Box Office: ‘Shang-Chi’ Tops $300M Worldwide
Shang-Chi and the Legend of the Ten Rings will earn another $20 million in weekend three as it speeds past A Quiet Place part II and Sonic the Hedgehog on Hollywood’s list of 2020/2021 global hits.
The bad news is that Destin Daniel Cretton’s Shang-Chi and the Legend of the Ten Rings isn’t going to pass Black Widow domestically ($184 million) or worldwide ($370 million) fast enough to save my butt in the box office summer movie gamble with which I’m competing (no money, just honor and bragging rights). The good news is, aside from mourning at least some of its competition (do try to catch James Wan’s Malignant), pretty much everything else. On its third Friday of domestic theatrical release, Shang-Chi nabbed another $5.8 million (-40%) to bring its 15-day total up to $160.99 million domestic. That puts it just over the $160 million cume of Paramount’s A Quiet Place part II, making it the third-biggest domestic grosser of 2021.
But it should earn around $20.5 million (-41%) in weekend three for a $175.7 million 17-day cume. That’ll put it just above F9 ($173 million) for the silver medal. With a hold like that, it’ll be past Black Widow by the end of next weekend and on its way to $200 million just in time to face off with Venom: Let There Be Carnage. Day 45 (which is when the theatrical window can theoretically end) will be on October 17, so we could see the film debut on Disney+, PVOD or related post-theatrical streams on Tuesday the 19th, after it’s already dueled Venom 2, No Time to Die and Halloween Kills and prepares to fend off Dune on October 22.
Yes, a big part of Shang-Chi’s success has been a lack of tentpole competition, with the late-season Disney releases (Free Guy, Jungle Cruise and Shang-Chi) running the tables. However, there’s no reason to assume it’ll drop dead at the first real challenge, nor will it vanish from theaters as soon as it becomes available elsewhere. I’ve long noted that most big movies, even the ones we consider leggy (think The Dark Knight or The Force Awakens), do over/under 95% of their business by the end of weekend six, so being available outside of theaters at the end of weekend seven may make as little of a difference for Shang-Chi as it did for A Quiet Place part II (94% by day 45 with nominal drops after).
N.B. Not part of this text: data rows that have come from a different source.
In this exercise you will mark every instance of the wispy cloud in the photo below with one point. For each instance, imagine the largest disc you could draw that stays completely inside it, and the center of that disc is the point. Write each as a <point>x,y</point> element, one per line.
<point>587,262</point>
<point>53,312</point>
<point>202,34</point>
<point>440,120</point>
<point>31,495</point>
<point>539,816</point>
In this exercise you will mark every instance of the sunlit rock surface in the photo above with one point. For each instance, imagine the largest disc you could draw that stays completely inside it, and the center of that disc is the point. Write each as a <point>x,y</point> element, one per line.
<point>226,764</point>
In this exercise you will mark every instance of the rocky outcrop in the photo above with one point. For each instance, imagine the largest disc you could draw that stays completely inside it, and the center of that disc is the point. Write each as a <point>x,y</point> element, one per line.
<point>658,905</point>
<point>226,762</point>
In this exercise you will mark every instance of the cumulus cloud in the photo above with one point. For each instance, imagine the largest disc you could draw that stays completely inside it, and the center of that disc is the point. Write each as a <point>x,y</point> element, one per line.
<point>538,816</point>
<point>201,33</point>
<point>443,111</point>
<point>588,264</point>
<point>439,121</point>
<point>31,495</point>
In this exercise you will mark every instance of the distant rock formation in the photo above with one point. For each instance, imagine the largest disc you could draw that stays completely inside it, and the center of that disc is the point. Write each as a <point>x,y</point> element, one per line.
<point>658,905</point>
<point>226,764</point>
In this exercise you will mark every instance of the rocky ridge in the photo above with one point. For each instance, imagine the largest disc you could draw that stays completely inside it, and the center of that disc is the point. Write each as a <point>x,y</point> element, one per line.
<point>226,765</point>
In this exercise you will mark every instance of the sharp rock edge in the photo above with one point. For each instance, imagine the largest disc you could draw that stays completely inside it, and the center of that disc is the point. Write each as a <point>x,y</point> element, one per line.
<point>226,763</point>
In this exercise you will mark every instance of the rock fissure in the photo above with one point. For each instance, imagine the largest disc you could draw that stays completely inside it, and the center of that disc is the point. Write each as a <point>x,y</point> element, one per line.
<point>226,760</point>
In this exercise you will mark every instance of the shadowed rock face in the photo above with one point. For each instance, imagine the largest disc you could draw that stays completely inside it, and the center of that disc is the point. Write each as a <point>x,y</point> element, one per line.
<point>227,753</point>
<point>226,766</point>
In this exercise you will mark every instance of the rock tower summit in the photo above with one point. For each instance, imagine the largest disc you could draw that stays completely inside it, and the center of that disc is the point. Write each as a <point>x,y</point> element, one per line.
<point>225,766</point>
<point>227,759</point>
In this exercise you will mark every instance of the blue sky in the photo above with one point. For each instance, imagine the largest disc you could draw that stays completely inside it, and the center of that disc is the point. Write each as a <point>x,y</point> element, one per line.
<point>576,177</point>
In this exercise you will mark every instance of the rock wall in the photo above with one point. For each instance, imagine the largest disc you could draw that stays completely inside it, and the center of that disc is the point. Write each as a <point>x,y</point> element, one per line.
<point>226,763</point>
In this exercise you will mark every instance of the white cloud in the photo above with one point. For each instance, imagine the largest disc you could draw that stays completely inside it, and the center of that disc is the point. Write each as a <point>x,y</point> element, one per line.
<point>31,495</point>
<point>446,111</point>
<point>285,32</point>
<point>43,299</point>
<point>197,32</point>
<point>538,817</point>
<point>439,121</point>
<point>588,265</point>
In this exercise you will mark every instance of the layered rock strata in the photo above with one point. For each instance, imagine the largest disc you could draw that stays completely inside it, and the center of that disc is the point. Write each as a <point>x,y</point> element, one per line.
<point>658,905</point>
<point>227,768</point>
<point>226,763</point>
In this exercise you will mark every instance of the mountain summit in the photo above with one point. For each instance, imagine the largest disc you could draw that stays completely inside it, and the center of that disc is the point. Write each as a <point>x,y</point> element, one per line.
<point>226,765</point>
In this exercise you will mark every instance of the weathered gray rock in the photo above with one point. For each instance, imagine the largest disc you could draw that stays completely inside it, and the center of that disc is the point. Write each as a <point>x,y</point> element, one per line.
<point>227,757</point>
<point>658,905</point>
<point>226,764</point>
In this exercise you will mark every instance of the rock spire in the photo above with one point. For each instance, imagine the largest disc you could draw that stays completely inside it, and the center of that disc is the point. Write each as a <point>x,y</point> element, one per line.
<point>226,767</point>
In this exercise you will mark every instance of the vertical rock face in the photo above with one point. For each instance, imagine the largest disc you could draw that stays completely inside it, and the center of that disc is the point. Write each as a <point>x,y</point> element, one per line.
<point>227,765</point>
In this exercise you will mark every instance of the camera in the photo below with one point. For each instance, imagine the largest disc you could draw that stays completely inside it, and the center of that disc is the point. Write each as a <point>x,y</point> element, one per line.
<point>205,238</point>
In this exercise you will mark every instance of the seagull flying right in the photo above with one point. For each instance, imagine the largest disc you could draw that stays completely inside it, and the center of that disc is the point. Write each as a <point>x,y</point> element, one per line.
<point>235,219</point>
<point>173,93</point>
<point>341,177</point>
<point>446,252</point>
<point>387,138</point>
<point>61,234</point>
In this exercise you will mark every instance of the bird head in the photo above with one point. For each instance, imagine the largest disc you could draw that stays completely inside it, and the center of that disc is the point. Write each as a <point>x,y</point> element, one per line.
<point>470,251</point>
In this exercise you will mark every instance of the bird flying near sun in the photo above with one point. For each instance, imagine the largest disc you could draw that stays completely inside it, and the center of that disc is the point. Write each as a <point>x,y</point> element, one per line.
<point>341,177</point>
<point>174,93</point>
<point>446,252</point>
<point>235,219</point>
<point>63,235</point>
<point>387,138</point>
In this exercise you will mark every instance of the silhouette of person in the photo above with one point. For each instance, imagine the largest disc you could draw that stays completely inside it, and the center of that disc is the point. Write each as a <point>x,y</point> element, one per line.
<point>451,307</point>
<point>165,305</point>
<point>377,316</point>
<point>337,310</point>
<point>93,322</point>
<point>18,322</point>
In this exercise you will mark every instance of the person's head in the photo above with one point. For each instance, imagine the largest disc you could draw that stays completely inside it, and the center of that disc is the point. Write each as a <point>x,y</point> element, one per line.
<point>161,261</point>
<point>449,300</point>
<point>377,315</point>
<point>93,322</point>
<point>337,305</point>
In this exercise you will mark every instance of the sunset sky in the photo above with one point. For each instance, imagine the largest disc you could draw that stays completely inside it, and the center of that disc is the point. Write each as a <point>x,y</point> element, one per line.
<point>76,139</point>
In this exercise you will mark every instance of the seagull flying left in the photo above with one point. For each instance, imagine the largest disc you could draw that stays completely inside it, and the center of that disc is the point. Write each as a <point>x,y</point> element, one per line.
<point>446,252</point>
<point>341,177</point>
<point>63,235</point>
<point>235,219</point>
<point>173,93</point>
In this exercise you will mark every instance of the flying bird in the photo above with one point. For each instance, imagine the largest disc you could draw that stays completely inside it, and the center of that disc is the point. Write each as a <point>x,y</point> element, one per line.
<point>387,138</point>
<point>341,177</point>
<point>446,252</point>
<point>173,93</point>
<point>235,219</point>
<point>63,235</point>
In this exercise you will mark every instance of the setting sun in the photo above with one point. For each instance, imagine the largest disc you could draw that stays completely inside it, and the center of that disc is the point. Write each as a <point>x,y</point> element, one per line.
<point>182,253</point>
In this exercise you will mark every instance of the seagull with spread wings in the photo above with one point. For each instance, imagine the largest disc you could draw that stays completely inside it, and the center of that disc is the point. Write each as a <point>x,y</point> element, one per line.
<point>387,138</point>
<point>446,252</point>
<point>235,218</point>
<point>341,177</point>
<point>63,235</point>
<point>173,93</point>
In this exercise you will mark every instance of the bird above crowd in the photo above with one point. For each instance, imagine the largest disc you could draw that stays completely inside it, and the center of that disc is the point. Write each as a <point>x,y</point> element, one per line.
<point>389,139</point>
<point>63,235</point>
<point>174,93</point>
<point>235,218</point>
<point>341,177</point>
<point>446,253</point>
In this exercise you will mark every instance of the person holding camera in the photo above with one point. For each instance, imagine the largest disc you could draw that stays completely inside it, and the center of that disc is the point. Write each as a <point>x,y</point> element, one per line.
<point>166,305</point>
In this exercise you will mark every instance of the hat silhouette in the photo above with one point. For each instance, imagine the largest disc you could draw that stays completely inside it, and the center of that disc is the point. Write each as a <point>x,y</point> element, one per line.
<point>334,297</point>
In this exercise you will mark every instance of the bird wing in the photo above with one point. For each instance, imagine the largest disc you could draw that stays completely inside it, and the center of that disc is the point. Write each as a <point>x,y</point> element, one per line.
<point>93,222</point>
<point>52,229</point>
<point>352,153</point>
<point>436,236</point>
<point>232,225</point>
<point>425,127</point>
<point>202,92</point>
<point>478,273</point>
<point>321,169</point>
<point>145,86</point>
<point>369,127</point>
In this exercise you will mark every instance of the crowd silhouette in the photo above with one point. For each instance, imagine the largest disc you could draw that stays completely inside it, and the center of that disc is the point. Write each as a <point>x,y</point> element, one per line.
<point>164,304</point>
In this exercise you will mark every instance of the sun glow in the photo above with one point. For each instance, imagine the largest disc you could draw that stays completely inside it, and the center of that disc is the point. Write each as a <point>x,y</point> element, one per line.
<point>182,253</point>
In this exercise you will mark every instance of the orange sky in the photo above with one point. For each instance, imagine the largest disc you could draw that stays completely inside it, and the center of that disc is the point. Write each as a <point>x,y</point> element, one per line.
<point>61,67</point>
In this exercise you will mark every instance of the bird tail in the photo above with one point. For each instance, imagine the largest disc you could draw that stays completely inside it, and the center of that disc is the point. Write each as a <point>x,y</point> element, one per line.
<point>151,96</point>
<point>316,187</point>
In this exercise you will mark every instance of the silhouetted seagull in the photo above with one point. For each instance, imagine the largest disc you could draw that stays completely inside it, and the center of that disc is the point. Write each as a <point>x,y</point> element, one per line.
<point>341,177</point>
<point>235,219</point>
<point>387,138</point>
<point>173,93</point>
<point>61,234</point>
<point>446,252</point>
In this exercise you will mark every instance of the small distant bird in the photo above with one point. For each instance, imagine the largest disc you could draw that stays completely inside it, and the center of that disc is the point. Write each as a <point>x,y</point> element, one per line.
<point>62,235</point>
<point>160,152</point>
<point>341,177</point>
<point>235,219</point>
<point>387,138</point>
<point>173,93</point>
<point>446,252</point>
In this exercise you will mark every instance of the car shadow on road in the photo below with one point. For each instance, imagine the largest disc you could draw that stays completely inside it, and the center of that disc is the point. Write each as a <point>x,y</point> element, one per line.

The MCU movie could continue to play like a regular leggy theatrical release even with brutal competition starting on day 21 and a shortened theatrical window. If so, it may end with an over/under $220 million domestic cume. When it passes Bad Boys For Life ($204 million), it’ll be the biggest domestic grosser since Star Wars: The Rise of Skywalker ($515 million) in late 2019. Shang-Chi should be passing $300 million worldwide today. A continuing domestic/overseas split of 56/44 would give the film a $311 million global cume by this Sunday. That will put it behind only Tenet ($366 million), Black Widow ($370 million), Bad Boys for Life ($430 million) Godzilla Vs. Kong ($460 million) and F9 ($714 million) among 2020/2021 Hollywood releases.
Godzilla Vs. Kong and Fast & Furious 9 benefited from massive Chinese paydays ($188 million and $216 million, respectively), which Shang-Chi may not get. Even if it were to play in China, there’s no guarantee that it wouldn’t earn closer to Doctor Strange ($109 million) than Spider-Man: Far from Home ($199 million). It’s not like China is starving for big-budget tentpoles starring mostly Asian ensembles. While the MCU was more popular than ever (Captain Marvel nabbed $154 million in early-2019, eight months after Ant-Man and the Wasp earned $125 million) before Covid, big Hollywood movies partially made for (or partially made by) China had an over/under $150 million ceiling. Think, offhand, The Great Wall, The Meg and Kung Fu Panda 3.
Even if the film’s eventual under-$450 million global cume ends up low by post-Avengers MCU standards, it likely would have ended somewhere between Ant-Man ($519 million) and Ant-Man and the Wasp ($619 million) with an as-expected pre-Covid China run. I’d argue that it’s doing about as well, especially in North America, as it would have had it opened sans Covid (but with more competition) as intended in February of 2021. And even if it did take a hit from the pandemic, it’s a well-reviewed and well-received MCU origin story that solidifies the character as another successful brand for the Marvel machine, one useful both for a theoretical Shang-Chi 2 and valuable for Simu Liu’s “master of kung fu” to make crowd-pleasing appearances in other MCU movies.